Google Allo messaging app offers end-to-end crypto, but not as default
On Wednesday, at its annual developer-focused conference, Google introduced two new cross-platform apps: Allo and Duo. Google Allo is a messaging app, and Duo is a video calling app.
Allo has been dubbed a “smart” app, as it integrates machine learning, Google’s bot-based Google Assistant, and has a Smart Reply feature that will suggest responses.
More details about the app’s capabilities can be found here, but what interests security-minded individuals the most are the security and privacy options it provides.
Allo has an Incognito mode.
“Chats in Incognito mode will have end-to-end encryption and discreet notifications, and we’ll continue to add new features to this mode,” Amit Fulay and Yariv Adan, group product managers at Google, explained.

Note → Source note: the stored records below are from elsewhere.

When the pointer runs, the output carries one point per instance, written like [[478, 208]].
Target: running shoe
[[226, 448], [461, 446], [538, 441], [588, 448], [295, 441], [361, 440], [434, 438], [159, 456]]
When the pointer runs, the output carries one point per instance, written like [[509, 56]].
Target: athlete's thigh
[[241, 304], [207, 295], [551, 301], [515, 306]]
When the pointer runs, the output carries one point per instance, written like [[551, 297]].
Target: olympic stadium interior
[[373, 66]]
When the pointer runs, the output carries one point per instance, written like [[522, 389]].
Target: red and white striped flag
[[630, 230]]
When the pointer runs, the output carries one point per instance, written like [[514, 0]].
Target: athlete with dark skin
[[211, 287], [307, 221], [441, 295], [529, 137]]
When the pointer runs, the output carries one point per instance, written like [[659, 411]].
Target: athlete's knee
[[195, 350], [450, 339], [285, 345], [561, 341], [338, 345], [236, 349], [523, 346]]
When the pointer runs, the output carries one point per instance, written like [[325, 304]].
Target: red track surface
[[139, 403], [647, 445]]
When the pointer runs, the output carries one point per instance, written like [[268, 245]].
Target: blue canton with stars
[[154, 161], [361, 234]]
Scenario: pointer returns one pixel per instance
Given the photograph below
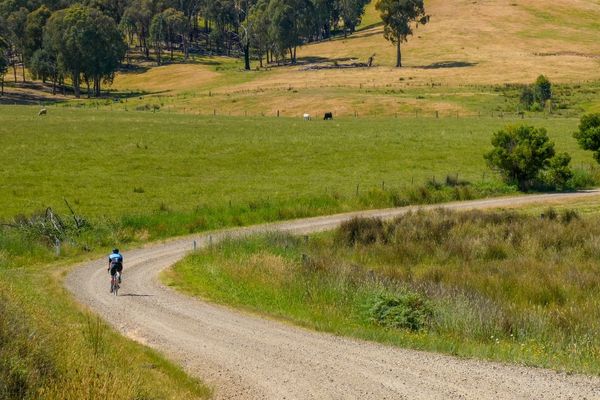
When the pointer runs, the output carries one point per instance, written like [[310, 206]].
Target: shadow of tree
[[447, 64]]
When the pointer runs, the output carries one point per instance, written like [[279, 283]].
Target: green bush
[[407, 310], [588, 135], [558, 175], [542, 89], [520, 153], [361, 231]]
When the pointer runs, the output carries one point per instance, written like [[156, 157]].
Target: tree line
[[87, 41]]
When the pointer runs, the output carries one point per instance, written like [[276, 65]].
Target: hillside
[[450, 67]]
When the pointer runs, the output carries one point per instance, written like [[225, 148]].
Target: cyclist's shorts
[[117, 267]]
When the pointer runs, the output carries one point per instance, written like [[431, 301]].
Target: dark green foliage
[[398, 16], [34, 32], [588, 135], [408, 310], [351, 12], [542, 89], [361, 231], [87, 43], [534, 97], [291, 24], [520, 153], [558, 173], [3, 59], [527, 97]]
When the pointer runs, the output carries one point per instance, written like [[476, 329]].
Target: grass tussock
[[497, 285], [50, 350]]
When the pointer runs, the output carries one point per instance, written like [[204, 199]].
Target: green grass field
[[496, 285], [123, 163]]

Open Whisper Systems’ Moxie Marlinspike revealed that the app is using their open source Signal Protocol to power its incognito mode, and promised to provide more technical details and a summary of the integration when the app is available (the release is scheduled for this summer).

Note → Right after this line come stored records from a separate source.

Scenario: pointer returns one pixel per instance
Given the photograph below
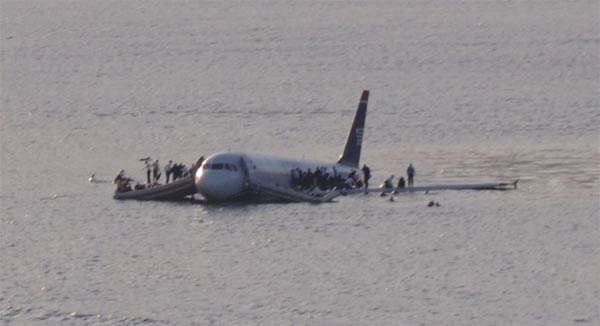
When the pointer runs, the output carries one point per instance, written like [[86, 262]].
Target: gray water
[[468, 91]]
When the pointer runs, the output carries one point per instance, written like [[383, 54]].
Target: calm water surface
[[466, 91]]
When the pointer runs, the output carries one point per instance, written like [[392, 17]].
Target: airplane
[[232, 176], [238, 176]]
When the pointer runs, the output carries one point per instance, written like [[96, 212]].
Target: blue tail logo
[[351, 154]]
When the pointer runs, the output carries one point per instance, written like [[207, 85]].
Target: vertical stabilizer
[[351, 154]]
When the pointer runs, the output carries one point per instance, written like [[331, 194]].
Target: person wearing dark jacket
[[366, 175]]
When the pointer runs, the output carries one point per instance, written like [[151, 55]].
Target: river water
[[468, 91]]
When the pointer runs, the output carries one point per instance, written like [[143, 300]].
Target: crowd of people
[[173, 172], [325, 178], [329, 178], [410, 173]]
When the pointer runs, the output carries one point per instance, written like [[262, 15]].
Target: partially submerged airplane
[[232, 176]]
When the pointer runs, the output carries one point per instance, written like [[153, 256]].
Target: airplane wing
[[289, 194]]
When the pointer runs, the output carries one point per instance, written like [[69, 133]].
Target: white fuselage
[[221, 177]]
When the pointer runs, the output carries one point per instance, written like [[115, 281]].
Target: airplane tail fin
[[351, 154]]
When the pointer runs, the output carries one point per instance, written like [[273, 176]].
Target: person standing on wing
[[148, 169], [367, 176], [411, 173], [155, 171], [168, 170]]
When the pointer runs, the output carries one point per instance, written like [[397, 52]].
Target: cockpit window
[[220, 166]]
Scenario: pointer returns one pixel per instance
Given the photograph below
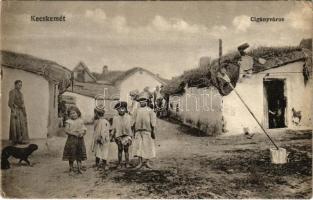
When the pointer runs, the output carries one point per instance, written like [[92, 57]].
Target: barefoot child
[[75, 145], [144, 120], [122, 132], [101, 139]]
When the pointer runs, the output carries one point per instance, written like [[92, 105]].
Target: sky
[[164, 37]]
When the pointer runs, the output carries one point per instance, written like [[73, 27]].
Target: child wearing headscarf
[[101, 139]]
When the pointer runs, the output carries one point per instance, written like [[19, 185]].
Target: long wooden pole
[[231, 85]]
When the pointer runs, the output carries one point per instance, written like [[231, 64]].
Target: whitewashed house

But privacy advocates are not satisfied because encrypted chat is not turned on by default.
“Making crypto opt-in hurts users who know least about tech,” Christopher Soghoian, a technologist at the American Civil Liberties Union, noted on Twitter. “Google Allo is Telegram, except with user data held in the US, and thus easier for the US gov to obtain.”
Not providing end-to-end encryption was likely not an option, as Google’s competition in the messaging app market – Apple’s iMessage, Facebook’s Whatsapp, Viber – all offer it, and in the first two it’s enabled by default.
Soghoian believes that making encryption opt-in was a decision made by the business and legal teams, and that the choice was made both to favor Google, who wants to mine the information in users’ chats, and governments – United States’ in particular.
As one Twitter user succinctly commented, “Every tweet I read about Google Allo I see Jim Comey in my mind, saying some companies have adjusted their business model.”
Edward Snowden, who openly uses Open Whisper Systems’ Signal messaging app and believes communications via it to be safe, has advised avoiding Allo for now.